Many of Betty's eccentricities were just plain hilarious. We have postcards she sent from her mundane holidays, packed with mundane details of utter mundaneness. There was so much mundaneness that she sometimes struggled to get it all on one postcard and had to write really, really small. Classic examples of mundaneness included things like, 'Visited Jim and Daphne at 2.45. Had a "cuppa". Jim and Daphne have bought a new bedspread for the spare room. Had a look at the bedspread. Left at 3.37.'. Adrenalin-pumping stuff.

It was when she bought people presents that Betty's full eccentricity shone through. One Christmas, she decided to buy everyone in the family a pen with their name on it. She couldn't find one with 'Anna' on it, so got me an 'Anne' pen instead. I wondered later to my partner why she hadn't got me a pen that said 'Gordon', since that's not my bloody name either. Another year, she gave my partner an erotic fireman calendar. Everyone laughed uproariously, to Betty's confusion. 'I'm not gay, Mum', my partner explained gently. Blank look from Betty. She'd simply seen a good cause - a Fire Service fundraiser - and bought the calendar accordingly.

And there was no one who threw herself into good causes quite like my mother-in-law. In her fifties, she had a sort of mysterious political awakening and became uncontrollably left wing. There was no good cause - particularly those related to animals - that Betty didn't subscribe to. The Red Cross, the SPCA, Amnesty International, prisoners' aid organisations ... these were but a few of the causes she supported. All her money (and as a pensioner, she had very little) was donated to someone who needed it more, or spent driving hither and thither to attend sub-branch meetings of obscure community groups, often armed with baking to share. Much of her time was spent writing sometimes incomprehensible letters to the Otago Daily Times - a generally incomprehensible newspaper - denouncing everything from specific policies of the National government of the day, to certain unnamed capitalist fat cats (the only cats she didn't have an affinity for). She was very deeply sensitive to the suffering of other people and of animals - so much so, that she she seemed ill-equipped for the unpleasantness of the world at times.

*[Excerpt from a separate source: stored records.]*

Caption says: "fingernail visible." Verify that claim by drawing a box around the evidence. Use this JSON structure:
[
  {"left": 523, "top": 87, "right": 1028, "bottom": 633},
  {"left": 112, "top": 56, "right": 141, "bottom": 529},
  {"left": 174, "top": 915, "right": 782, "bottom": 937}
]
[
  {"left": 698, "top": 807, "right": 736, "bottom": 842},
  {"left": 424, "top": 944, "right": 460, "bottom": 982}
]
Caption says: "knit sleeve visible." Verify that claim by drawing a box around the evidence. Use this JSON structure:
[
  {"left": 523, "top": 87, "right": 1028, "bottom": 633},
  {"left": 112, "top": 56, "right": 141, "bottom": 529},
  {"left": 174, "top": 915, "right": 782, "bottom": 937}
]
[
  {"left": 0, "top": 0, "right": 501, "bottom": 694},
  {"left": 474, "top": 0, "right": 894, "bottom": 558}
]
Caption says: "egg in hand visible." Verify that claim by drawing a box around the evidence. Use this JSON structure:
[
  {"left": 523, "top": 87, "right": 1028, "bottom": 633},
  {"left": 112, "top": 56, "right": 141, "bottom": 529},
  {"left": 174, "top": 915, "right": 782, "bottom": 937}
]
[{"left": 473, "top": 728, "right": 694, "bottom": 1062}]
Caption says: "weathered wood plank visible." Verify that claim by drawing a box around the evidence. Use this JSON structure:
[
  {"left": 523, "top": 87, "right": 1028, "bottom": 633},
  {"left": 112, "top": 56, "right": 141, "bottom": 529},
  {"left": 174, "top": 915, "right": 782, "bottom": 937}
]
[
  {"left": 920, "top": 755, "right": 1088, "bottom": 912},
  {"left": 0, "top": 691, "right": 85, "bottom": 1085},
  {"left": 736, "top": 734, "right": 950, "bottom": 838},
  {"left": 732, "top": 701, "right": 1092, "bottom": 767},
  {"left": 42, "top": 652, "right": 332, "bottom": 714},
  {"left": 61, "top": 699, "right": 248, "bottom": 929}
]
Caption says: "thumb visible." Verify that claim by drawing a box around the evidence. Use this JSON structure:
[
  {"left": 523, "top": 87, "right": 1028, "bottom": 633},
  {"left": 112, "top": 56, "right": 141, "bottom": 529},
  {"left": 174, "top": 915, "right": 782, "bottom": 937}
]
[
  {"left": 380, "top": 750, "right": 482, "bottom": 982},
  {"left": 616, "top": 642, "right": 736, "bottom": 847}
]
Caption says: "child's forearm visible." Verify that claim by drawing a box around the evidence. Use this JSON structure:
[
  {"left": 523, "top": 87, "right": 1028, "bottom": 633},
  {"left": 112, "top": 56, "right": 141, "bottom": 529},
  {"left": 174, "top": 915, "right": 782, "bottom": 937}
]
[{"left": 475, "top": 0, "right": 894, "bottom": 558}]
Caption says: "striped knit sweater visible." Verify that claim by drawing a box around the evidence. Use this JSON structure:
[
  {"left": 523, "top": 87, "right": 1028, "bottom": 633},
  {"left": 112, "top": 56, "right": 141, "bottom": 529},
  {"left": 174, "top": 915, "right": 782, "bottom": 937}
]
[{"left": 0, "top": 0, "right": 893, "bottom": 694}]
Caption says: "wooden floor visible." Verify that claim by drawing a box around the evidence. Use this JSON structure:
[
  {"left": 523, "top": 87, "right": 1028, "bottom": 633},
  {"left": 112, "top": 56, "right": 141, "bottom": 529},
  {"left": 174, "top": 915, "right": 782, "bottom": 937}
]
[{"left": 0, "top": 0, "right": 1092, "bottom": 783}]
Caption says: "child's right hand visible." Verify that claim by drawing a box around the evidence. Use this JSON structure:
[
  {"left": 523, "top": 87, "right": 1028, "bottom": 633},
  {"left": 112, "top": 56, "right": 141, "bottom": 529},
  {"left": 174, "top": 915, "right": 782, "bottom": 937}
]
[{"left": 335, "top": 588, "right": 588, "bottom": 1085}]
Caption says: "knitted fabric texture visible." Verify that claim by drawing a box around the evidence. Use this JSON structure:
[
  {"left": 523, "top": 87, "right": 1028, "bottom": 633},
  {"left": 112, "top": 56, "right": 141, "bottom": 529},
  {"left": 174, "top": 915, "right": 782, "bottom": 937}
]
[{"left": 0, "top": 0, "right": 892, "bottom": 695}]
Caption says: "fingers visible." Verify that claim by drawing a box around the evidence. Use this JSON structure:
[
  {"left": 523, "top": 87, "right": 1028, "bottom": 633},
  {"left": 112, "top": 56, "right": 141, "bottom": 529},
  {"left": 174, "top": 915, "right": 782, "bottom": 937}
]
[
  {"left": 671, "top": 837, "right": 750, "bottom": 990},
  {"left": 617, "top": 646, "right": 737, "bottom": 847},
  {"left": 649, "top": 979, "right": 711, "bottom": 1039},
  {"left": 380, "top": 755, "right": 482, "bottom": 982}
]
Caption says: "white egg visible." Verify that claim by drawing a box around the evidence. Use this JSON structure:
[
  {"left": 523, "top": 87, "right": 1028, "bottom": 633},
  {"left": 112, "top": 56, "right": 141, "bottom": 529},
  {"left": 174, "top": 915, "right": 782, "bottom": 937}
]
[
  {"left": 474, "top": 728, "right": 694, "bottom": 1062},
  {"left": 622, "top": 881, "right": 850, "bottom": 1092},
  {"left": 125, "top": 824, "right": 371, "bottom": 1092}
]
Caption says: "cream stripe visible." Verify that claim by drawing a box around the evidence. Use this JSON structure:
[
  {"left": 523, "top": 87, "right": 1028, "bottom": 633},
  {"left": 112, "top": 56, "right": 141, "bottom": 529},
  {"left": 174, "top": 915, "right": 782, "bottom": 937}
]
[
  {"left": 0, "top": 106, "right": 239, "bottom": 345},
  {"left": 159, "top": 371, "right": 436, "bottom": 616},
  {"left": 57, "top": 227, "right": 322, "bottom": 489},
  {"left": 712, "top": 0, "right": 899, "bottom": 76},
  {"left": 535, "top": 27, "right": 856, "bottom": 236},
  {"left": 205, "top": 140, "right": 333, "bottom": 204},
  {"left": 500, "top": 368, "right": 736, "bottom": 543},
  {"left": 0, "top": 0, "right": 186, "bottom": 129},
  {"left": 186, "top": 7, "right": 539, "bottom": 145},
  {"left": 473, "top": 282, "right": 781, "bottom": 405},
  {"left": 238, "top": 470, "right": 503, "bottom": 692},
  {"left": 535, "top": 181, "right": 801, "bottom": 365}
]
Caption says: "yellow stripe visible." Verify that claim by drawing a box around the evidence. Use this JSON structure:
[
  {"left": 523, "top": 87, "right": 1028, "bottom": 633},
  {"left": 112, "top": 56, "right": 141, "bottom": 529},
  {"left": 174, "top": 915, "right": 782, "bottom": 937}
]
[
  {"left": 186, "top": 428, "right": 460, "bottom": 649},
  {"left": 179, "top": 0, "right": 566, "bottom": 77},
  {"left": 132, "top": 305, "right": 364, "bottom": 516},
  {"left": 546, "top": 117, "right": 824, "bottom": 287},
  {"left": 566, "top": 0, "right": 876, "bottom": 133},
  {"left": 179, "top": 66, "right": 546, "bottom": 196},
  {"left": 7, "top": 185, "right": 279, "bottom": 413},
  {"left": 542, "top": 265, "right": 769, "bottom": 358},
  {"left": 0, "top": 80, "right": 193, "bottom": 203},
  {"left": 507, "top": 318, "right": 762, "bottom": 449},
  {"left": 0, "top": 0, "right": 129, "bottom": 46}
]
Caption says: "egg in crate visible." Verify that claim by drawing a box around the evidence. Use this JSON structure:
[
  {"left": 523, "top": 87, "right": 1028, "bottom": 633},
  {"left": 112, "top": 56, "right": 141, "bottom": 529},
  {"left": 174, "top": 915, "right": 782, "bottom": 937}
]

One of my fondest and proudest memories of Betty is of an elderly woman, her health declining rapidly as her cancer spread, marching against the then imminent invasion of Iraq. She was becoming too frail for the drive from her rural home into the city, let alone for marching two or three kilometers in a protest, but that's exactly what she did, supported by her children and grandchildren. She turned the suffering of her own life into compassion for others. Her funeral was packed with people young and old, wanting to say a fond goodbye to this nutty and ordinary and much-loved lady.

I miss Betty, and I've sniffed back a couple of tears as I've written this. I would have liked my kids to have known their Grandma, and seen in her an example of a good person, doing the very best she could with the difficult hand she was dealt. Wherever you may be, Grandma Betty, I raise my Anne pen to you.


Depression diaries #2: turning the black dog into a friendly family pet

Depression diaries #1: silly excuses

7 comments:

Anna said...

I can't get this to fold back no matter how I try ... could someone else have a go?

Asher said...

Great post Anna - thanks heaps for sharing it.

Anonymous said...

she was pretty awesome - the poster child for one year's 'free education' campaign as I recall.

Kimberley said...

Thanks for sharing this.

Julie said...

Folded!

Anna said...

Yes - she was the poster child for a free education campaign! She had no idea what she was doing, but she knew it was a good cause ... and the poster turned out great!

A Nonny Moose said...

I have not been through any of the challenges Betty went through, or could even beging to comprehend them. But I hope to be as out there and as engaged as her in my later years. I'd love for the kids in my sphere to think of me as "Crazy old Aunty Moose".